While the Nazis were taking over vast portions of Europe, Mencken took FDR to task for his refusal to accept Jewish refugees into the U.S. It seems odd, to me, that a hardened anti-Semite would say “There is only one way to help the fugitives, and that is to find places for them in a country in which they can really live. Why shouldn’t the United States take in a couple hundred thousand of them, or even all of them?”

I don’t need to revere Mencken as a god in order to thoroughly enjoy his wit, his candor or his insights on politics and human nature. I accept him as a mere mortal, flawed like all the rest of us. If we’re only to appreciate the contributions of perfect people, we’ll be stuck with a pretty short list to choose from. We are indeed fortunate that we have you, Mr. Harrison, to point out our flaws. As we strive for perfection, you are a tremendous help.

Jon Harrison

Oh, Mencken was completely pro-German. But you're quite right that his views on the Nazis specifically were more complex. I actually used your piece as a vehicle to back off a bit from the pro-Nazi characterization of Mencken that I posted some time ago in this space. To the best of my recollection, I don't believe I was thinking of you when I mentioned agendas and prejudices.

Did you happen to read the Hitchens' review in the Times? It really sums up the meaning of Mencken for our day. His intellectual importance has shrunk almost to the vanishing point. He's an historical figure who will probably be all but forgotten in another 20 or 30 years.

We all have multiple flaws. I don't attempt to point out all of them on display in this space, as it would be too time consuming. That is not to say, of course, that there isn't very good and interesting writing posted here as well.

Lori Heine

I did get around to reading Hitchens’ “A Smart Set of One” in the Times. It seemed an altogether balanced look at Mencken.

The thing I had difficulty with early on, in my reaction to Mencken, was not his ardent love for the land of his ancestry, but his agnosticism. Most particularly, his hostility toward the Christian faith. I have the same difficulty with Ayn Rand, though at least I enjoy reading Mencken. I was an English major and generally pride myself on getting through every book I read, no matter how it may fail to engage me, but I must confess I have never been able to make it all the way through either Atlas Shrugged or The Fountainhead. I suppose I’m one Christian who doesn’t like being preached to.

YouTube offers an in-depth audio interview of Mencken – the only one known to have been made. It was recorded in 1948, only months before his stroke. He comes across as an amiable old man, somewhat congested by hay fever, who holds forth on every subject pitched to him with the relish of one who loves nothing better than holding forth. It was fun to listen to, and gives a voice (rather like a cross between Jimmy Stewart and W.C. Fields) to the printed words.
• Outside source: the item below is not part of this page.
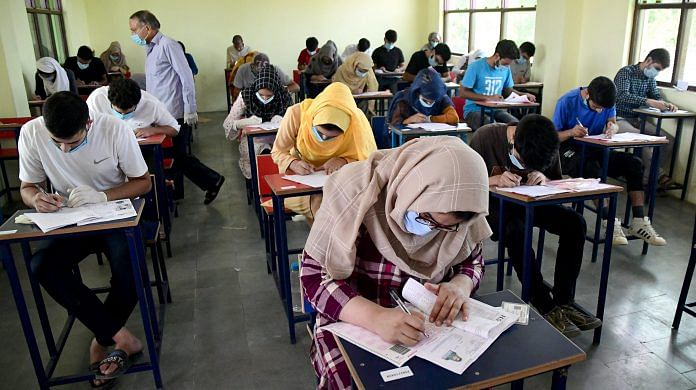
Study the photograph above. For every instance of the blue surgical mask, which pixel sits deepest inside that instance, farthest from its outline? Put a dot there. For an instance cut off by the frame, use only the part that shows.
(414, 227)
I suppose he was a sexist. Though I think most men of his generation probably were. He is said to have loved his wife, with whom he was able to enjoy only a few years before her untimely death. He encouraged and promoted her writing. Which, I suppose, indicates that he was basically a good fellow in addition to a great journalist.

I will probably always enjoy reading him. I like reading about him very nearly as much. Thanks, Mr. Harrison, for recommending the Hitchens piece.

Jon Harrison

Thanks for bringing the YouTube interview to my attention; I wasn't aware of it. I plan on listening to it soon.

One of the things I like best about Mencken is his attitude toward Christianity, which I share. You show commendable broad-mindedness in liking him despite his negative attitude toward your religion.

He was of course an excellent stylist who remains a pleasure to read, at least on some subjects. Quite the opposite of Rand, who in addition to being a rather loathsome human being was an awful writer. Her ability to turn turgid prose into great (indeed, worshipful) popularity tells us a lot about the state of late Western culture.